Dacor, American luxury consumer goods manufacturer, and Samsung have announced the completion of the acquisition of Dacor by Samsung. This news follows the announcement this time last month and highlights Samsung's desire to increase its exposure to the premium electronics consumer goods market. Samsung, which already has exposure to many different markets including consumer white goods, has a habit of only operating in a market segment that it is able to become at least the number three player. This acquisition will help consolidate Samsung's current position in the kitchen appliance industry and should also provide plenty of opportunities for this part of the business to benefit. Dacor's luxury goods, which have average prices of several thousand dollars, are well positioned to benefit from Samsung's smart home platform, which utilizes Tizen OS.
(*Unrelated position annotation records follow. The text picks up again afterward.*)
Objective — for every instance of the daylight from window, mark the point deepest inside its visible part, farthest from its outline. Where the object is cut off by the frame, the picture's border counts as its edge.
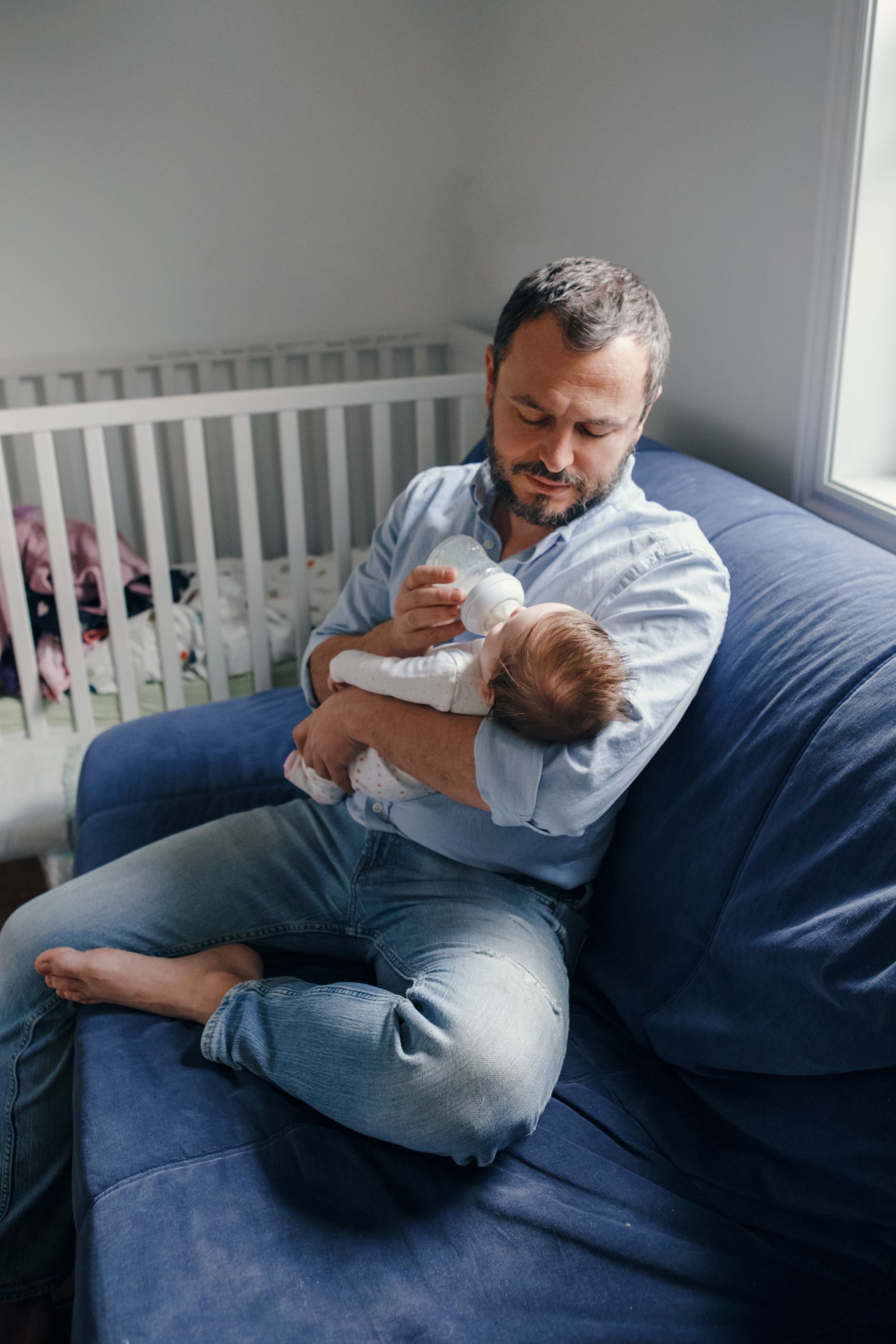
(864, 445)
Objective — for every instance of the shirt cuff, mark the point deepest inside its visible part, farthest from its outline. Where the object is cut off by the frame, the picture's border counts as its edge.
(508, 772)
(305, 675)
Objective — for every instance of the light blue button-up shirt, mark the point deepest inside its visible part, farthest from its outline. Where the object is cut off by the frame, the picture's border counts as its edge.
(659, 589)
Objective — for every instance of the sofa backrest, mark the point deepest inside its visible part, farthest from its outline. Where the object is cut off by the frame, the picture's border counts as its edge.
(746, 913)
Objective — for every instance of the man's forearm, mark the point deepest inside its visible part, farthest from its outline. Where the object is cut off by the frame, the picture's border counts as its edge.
(437, 749)
(371, 641)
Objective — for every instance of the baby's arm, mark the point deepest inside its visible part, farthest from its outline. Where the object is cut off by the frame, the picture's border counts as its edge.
(446, 679)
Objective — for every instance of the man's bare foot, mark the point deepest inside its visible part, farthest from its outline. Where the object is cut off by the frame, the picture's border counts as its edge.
(26, 1323)
(172, 987)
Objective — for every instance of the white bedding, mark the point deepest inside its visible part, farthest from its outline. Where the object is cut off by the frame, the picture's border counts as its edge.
(323, 589)
(38, 780)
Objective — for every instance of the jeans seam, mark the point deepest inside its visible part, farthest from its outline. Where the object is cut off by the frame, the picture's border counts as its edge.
(254, 935)
(10, 1148)
(511, 961)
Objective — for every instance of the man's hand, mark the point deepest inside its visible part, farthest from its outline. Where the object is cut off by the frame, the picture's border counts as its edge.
(426, 615)
(324, 740)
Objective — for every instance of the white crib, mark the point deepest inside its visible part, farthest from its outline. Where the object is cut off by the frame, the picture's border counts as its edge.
(304, 463)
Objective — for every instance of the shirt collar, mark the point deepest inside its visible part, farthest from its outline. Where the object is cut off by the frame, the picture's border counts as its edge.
(484, 495)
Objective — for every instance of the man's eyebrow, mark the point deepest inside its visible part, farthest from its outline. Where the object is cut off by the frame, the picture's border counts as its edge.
(531, 402)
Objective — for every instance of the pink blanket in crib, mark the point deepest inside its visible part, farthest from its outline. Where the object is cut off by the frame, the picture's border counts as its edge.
(90, 589)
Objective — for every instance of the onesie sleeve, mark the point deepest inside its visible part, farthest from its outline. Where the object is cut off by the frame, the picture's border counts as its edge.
(430, 679)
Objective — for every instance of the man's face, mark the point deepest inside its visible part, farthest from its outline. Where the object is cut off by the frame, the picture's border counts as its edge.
(562, 424)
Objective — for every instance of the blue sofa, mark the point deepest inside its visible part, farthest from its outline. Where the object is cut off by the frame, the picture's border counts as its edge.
(718, 1162)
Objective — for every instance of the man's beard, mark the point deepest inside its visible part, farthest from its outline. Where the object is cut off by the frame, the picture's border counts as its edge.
(539, 511)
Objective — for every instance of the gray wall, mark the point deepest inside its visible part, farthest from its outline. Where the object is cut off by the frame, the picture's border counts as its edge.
(217, 170)
(214, 170)
(682, 140)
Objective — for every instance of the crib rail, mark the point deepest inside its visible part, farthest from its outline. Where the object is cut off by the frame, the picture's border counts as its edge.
(141, 420)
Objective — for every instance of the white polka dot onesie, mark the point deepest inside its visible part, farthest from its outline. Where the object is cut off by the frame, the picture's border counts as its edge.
(446, 679)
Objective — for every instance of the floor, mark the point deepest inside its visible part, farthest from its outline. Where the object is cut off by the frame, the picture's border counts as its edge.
(19, 882)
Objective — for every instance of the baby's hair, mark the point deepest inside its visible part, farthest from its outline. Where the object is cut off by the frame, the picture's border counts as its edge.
(565, 681)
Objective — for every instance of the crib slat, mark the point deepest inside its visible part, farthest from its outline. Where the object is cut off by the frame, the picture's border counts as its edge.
(205, 538)
(296, 541)
(159, 566)
(338, 470)
(382, 436)
(18, 613)
(72, 476)
(425, 433)
(108, 541)
(22, 452)
(252, 545)
(63, 584)
(174, 472)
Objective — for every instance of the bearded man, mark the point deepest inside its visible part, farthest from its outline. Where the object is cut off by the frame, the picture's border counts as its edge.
(468, 905)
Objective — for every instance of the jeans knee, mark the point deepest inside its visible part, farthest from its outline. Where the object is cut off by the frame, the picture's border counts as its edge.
(23, 937)
(488, 1096)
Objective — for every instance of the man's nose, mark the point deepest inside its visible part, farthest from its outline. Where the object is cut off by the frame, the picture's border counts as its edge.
(558, 450)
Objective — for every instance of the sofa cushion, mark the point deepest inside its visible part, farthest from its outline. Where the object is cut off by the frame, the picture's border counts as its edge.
(170, 772)
(211, 1206)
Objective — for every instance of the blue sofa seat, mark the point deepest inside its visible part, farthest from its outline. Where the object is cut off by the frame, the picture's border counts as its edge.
(718, 1160)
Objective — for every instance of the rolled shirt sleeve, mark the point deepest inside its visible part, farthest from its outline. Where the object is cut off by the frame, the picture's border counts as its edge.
(364, 601)
(666, 616)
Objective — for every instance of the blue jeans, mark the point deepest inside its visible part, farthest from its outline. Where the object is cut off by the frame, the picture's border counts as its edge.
(455, 1050)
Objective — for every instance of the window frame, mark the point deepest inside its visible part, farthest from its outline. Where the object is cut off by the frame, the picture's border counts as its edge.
(813, 483)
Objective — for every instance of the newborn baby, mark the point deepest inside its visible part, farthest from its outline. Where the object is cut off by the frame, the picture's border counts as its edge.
(550, 672)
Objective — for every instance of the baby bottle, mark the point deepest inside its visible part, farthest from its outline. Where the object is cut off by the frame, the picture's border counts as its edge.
(491, 593)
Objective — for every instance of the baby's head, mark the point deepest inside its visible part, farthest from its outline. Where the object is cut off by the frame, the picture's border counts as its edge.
(553, 674)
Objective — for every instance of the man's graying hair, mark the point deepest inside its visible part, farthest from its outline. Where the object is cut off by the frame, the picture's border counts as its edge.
(594, 303)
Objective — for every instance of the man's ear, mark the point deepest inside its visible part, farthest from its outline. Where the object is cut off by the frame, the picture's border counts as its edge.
(489, 375)
(646, 412)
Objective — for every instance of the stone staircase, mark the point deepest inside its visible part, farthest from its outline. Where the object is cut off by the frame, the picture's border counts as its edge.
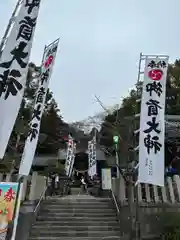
(76, 217)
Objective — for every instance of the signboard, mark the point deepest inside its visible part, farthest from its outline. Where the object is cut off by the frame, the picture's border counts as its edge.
(106, 178)
(35, 123)
(14, 67)
(152, 122)
(92, 166)
(8, 192)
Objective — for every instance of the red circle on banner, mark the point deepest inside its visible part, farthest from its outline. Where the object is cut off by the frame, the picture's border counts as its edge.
(48, 61)
(155, 74)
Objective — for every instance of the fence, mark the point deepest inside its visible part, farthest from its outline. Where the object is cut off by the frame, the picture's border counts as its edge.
(33, 185)
(152, 203)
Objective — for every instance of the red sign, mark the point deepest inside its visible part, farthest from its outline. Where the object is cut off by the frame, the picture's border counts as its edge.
(155, 74)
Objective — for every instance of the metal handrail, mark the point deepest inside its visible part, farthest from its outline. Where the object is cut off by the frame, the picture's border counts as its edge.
(40, 199)
(115, 201)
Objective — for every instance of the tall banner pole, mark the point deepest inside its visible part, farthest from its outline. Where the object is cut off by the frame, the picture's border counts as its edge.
(34, 126)
(11, 21)
(92, 163)
(71, 148)
(14, 67)
(152, 121)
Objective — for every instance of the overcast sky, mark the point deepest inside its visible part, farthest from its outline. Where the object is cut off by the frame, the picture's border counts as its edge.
(100, 45)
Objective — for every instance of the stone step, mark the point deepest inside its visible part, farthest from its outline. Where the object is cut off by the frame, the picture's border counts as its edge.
(79, 214)
(83, 228)
(77, 203)
(77, 210)
(76, 219)
(103, 222)
(74, 233)
(75, 238)
(78, 206)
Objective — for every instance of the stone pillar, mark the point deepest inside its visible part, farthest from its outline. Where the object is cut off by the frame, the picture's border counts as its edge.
(32, 194)
(171, 190)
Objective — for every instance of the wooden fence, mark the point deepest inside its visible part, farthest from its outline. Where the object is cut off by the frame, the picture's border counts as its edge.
(152, 205)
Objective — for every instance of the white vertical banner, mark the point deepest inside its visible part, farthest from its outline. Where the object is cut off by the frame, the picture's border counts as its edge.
(13, 68)
(71, 148)
(34, 127)
(106, 178)
(152, 122)
(92, 164)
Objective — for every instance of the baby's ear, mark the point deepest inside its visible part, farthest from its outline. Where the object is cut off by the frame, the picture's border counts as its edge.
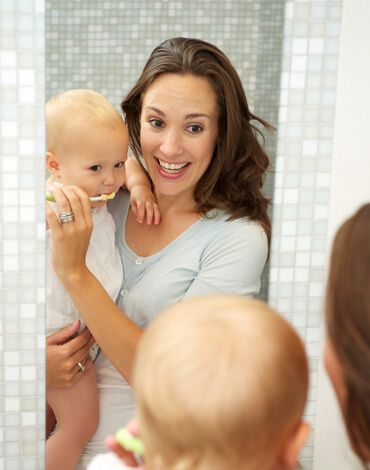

Dacor, which was founded in 1965 and based in California, designs and manufactures a range of American-built luxury kitchen appliances such as cooktops, wall ovens and refrigerators. It's the only appliance manufacturer to be recommended by Paris-based Master Chefs of Le Cordon Bleu and the company's products have won a number of major awards over the years such as Kitchen & Batch Industry Show's Best In Show, Digital Trends Best of Consumer Electronics Show (CES) Home Award and GOOD DESIGN. Dacor is seen as the market leader for luxury American kitchen appliances and Samsung's takeover is not going to change how the business runs: Dacor will become a wholly owned subsidiary of Samsung, but will retain its branding, manufacturing plans and way of working. In short, Samsung do not want to change Dacor's success recipe – but may be looking to invest into the business to allow it to grow quicker and more successfully around the world.
Both Dacor and Samsung gave positive press releases. Samsung welcomed Dacor to its business empire and explained that they were looking forward to "leveraging their expertise in the luxury home appliance market while scaling their continued success in North America." Dacor's Chairman, Michael Joseph, explained how the company was, "…thrilled to be a part of a truly great global company." We have already seen Samsung up the quality of its smartphone offerings in the last eighteen months and perhaps the business now has a taste for the premium quality end of its respective consumer markets. We may see the rest of the business benefit, directly or indirectly, from Dacor's design expertise. Meanwhile, Dacor's luxury kitchen packages – which include everything a modern luxury kitchen needs and cost over $20,000 – are showing double-digit annualized growth.